Video Docs Builder: Turning Web App Flows Into Narrated MP4 Documentation

#ai #automation #tutorial #opensource

Video Docs Builder: Turning Web App Flows Into Narrated MP4 Documentation

I built Video Docs Builder because product documentation has a strange failure mode: the most useful docs are usually the first ones to become stale.

Text docs get outdated when the UI changes. Screenshots get outdated even faster. Product videos are worse, because recording them manually takes enough time that teams avoid updating them unless there is a launch, a customer escalation, or a deadline.

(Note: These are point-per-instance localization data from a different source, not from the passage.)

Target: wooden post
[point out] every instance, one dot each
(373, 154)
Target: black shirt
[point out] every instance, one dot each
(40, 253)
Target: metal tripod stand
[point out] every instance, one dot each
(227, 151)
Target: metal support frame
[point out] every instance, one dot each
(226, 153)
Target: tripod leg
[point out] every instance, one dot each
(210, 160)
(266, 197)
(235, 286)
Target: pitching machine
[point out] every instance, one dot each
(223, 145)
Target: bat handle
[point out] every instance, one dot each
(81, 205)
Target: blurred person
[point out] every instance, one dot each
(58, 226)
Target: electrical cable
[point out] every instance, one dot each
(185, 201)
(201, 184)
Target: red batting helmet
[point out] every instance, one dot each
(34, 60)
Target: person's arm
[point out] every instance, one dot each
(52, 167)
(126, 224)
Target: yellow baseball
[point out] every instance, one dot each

Video Docs Builder tries to make that workflow agent-friendly.

Repository:

https://github.com/tecnomanu/video-docs-builder

What it does

Video Docs Builder is an agent skill for generating narrated videos from web app flows.

It combines:

Playwright for browser automation and recording
TTS narration through Piper, ElevenLabs, or OpenAI
FFmpeg for final audio/video assembly
optional React docs site generation with embedded videos

The output is a normal MP4. The source of truth is a flow file that lives inside the target project.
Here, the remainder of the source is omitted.